三 証拠関係は、原審記録中の書証目録及び証人等目録に記載のとおりであるから、これを引用する。
四 当裁判所は、控訴人の本訴請求中、原判決が認容した金額を超えて原審における請求損害元金全額(三〇四七万三六九六円)に至るまでの金員及びこれに対する平成二年一二月二日から支払済みまで年五分の割合による遅延損害金の支払を求める部分及び当審における請求拡張による請求部分は、いずれも理由がないものと判断する。その理由は、以下に付加するほか、原判決理由説示と同じであるから、これを引用する。
1 控訴人は、原判決の認定判断(特に過失とその割合についての認定判断)及び証拠の取捨選択につき繰り返し誤りがあると非難する。しかしながら、原判決は、原審において提出、採用された前掲乙第二号証(東京地方検察庁から原審裁判所に宛てに送付された実況見分調書等謄本、乙第一号証参照)、原審における証人町井賢郎(実況見分調書作成の司法警察員)の証言及び証人中山紀(バイクで被控訴人車の後から追従走行し本件事故を目撃した大学生)の証言、さらには、被控訴人本人の供述等に照らし、控訴人本人の供述を採用せず、前掲各証拠を併せて総合的に認定判断しているのであつて、右証拠の取捨選択及び事実の認定判断は相当であつて控訴人主張のような誤りは見当たらない。
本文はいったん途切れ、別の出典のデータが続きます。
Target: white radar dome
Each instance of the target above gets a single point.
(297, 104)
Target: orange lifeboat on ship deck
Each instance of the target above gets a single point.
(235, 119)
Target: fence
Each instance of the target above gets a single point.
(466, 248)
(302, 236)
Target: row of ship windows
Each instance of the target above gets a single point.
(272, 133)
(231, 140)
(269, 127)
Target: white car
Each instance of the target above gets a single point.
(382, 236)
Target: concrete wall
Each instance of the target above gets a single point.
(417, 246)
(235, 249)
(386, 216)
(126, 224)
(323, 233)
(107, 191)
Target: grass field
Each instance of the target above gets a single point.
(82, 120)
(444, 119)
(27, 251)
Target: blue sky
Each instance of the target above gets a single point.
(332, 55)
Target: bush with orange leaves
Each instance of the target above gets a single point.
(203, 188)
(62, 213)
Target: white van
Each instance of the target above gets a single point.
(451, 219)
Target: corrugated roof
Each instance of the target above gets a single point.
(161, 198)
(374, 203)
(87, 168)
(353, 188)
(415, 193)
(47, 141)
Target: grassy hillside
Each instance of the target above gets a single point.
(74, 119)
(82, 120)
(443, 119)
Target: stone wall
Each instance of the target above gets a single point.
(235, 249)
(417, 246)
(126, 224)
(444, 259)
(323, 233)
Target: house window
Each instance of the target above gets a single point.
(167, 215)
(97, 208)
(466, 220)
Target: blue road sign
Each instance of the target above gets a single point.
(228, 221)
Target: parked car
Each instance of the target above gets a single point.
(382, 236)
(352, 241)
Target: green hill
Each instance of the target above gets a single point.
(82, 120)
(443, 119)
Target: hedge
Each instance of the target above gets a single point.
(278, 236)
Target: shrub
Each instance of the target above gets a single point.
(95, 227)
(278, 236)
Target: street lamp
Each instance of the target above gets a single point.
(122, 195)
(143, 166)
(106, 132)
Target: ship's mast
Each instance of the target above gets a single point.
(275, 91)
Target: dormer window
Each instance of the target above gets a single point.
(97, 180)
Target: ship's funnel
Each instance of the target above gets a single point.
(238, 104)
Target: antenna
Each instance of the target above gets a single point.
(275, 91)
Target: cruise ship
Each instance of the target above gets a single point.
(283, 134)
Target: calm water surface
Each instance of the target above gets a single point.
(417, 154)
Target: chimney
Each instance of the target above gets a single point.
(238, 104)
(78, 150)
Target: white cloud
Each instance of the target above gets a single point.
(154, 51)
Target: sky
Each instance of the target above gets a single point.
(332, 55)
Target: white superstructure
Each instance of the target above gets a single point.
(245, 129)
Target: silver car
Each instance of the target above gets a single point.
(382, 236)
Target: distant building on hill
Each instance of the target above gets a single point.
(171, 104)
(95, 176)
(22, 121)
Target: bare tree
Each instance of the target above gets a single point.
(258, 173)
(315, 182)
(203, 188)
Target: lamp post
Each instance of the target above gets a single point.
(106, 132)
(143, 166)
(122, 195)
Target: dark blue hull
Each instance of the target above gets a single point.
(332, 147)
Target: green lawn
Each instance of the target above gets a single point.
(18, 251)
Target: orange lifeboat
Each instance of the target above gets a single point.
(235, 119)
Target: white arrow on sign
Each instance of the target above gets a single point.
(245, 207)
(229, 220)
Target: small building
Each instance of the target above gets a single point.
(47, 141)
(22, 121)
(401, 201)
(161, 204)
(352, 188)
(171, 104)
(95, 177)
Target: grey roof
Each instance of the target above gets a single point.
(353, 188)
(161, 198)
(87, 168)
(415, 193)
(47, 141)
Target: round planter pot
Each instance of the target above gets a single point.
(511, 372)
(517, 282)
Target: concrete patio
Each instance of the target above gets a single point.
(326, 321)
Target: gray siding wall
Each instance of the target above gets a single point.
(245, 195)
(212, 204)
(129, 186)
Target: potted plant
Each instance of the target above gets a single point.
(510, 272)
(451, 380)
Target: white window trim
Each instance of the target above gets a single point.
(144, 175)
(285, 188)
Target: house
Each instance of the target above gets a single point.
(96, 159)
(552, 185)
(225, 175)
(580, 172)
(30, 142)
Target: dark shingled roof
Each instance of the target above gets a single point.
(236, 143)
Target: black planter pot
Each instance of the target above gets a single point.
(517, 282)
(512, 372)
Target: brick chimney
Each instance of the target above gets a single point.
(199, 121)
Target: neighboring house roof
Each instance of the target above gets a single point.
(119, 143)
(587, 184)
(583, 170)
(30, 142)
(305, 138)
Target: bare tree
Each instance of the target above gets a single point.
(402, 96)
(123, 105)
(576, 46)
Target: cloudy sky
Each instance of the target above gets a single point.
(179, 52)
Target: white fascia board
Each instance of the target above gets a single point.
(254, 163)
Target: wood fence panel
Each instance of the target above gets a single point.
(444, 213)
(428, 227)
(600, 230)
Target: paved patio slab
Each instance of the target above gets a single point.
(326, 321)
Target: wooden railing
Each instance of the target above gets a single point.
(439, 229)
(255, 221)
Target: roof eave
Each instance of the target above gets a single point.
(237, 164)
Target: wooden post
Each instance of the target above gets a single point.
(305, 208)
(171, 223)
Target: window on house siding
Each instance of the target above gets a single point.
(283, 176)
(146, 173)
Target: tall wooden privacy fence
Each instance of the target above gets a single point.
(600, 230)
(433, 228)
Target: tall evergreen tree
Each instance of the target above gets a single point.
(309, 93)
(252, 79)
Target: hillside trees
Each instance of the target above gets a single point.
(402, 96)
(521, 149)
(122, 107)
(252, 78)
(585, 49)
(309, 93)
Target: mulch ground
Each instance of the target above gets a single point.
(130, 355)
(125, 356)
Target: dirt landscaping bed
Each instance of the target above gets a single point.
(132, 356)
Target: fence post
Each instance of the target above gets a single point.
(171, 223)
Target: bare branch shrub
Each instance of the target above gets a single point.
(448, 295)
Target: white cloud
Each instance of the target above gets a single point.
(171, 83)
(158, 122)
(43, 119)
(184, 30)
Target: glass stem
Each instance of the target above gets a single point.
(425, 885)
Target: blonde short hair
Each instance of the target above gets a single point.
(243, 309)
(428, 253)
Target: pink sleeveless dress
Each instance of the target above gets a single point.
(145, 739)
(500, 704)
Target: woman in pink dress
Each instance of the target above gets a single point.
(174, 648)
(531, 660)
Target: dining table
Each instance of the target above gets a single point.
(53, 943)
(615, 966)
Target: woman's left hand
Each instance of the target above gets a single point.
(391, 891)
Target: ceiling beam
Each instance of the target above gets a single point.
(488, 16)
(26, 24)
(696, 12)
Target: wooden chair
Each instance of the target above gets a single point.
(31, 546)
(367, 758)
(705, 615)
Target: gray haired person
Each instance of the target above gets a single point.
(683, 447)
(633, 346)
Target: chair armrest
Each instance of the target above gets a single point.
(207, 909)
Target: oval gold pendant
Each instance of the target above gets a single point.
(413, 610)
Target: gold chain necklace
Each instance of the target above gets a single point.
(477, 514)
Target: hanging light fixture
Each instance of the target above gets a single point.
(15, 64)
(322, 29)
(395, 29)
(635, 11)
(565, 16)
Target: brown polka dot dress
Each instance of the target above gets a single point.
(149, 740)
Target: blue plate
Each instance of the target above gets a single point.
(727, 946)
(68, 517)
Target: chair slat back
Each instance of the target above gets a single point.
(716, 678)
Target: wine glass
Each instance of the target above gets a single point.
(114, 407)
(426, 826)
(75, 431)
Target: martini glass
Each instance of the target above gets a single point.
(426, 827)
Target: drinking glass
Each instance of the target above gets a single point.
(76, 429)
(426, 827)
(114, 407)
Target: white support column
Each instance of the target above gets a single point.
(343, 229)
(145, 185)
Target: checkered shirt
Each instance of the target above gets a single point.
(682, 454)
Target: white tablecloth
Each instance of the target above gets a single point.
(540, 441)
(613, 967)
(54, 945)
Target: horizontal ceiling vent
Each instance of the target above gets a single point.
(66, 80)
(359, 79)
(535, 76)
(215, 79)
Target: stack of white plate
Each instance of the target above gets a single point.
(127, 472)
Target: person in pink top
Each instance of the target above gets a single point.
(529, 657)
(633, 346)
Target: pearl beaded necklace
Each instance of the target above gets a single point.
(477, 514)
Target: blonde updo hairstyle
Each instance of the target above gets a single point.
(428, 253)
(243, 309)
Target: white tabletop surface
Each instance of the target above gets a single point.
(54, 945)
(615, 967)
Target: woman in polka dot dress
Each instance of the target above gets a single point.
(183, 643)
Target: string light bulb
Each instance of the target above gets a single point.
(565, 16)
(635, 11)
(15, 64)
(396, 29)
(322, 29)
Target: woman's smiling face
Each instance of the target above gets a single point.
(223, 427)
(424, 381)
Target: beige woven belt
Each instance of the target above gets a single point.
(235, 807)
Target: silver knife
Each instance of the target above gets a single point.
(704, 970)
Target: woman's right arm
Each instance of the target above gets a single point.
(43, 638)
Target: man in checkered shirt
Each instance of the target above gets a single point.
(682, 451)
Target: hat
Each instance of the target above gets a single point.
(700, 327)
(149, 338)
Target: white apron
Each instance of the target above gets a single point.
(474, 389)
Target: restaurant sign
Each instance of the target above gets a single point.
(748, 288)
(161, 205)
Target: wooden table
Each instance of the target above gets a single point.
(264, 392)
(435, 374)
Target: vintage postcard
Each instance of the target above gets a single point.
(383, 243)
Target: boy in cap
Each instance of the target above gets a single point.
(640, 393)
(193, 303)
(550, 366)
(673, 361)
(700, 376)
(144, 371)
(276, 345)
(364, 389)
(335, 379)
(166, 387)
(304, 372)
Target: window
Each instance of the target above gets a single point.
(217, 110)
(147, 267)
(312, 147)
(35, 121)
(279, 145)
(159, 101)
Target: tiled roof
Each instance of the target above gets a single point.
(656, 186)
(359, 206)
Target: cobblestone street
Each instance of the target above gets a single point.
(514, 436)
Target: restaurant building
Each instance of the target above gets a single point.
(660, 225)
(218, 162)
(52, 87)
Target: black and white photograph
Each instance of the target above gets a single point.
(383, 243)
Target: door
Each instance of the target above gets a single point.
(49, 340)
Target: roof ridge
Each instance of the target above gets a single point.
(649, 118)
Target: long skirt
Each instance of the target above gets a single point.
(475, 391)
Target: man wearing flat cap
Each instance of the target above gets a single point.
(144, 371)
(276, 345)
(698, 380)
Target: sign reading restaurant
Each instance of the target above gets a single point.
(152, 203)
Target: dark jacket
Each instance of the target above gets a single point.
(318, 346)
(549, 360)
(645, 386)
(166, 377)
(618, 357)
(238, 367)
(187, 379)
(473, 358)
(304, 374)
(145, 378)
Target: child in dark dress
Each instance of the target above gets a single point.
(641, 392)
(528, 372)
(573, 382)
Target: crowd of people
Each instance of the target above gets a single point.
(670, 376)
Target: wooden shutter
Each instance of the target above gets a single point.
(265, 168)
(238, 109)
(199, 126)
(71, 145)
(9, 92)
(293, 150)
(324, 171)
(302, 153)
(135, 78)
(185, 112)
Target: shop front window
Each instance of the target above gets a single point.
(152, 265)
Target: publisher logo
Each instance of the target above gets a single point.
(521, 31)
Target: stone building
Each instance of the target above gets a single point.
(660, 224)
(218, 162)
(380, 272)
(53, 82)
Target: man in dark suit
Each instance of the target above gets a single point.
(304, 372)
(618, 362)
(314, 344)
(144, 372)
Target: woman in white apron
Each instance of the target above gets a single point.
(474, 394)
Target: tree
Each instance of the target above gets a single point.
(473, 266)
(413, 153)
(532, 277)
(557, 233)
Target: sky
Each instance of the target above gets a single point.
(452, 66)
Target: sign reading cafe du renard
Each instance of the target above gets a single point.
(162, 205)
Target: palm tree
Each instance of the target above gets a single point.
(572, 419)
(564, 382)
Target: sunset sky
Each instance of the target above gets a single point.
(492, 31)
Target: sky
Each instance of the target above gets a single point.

本件全証拠中、控訴人の主張に沿う事実を述べるものは、原審における控訴人本人の供述と控訴人の陳述書、上申書の類いしかないところ、控訴人は本件事故による衝突でその直前ないしその瞬間に記憶を失い、事故直後病院に運ばれ入院し、事故後相当期間(二病院に合計五一四日間入院)していたことでもあり、そのいうところには、前掲各証拠に現われた事実と合致しない部分、不自然ないし不合理な点も多々見受けられるのであつて、これら以外の証拠並びに弁論の全趣旨に照らし、事実に則して正確なものとみることは難しいといわざるを得ない部分が多い。要するに、原判決認定の事実のもとでは、本件事故における控訴人と被控訴人との過失とその割合に関する控訴人の主張は、その前提となる事実関係の把握が、原判決認定に係る事実関係と異なつた、いわば控訴人独自の推測、推理のもとに想定した事実を前提としていうものであつて、前掲各証拠とこれにより総合的に認定された前示事実に照らしみる限り、これをたやすく肯認することはできないのである。その他、控訴人は原判決の事実認定、証拠の取捨選択につき縷々いうが、これらにしても、ひつきよう、事後的な推測、推断した事実を基にして、独自の主張をするか、右主張に沿わない原判決の認定判断につき非難を繰り返すものであつて、いずれも採用することができない。
五 よつて、本件控訴は理由がなく、また、当審における拡張請求部分も理由がないから、いずれも棄却することとし、控訴費用(請求拡張部分に関する分も含む)の負担につき、民訴法九五条、八九条を適用して、主文のとおり判決する。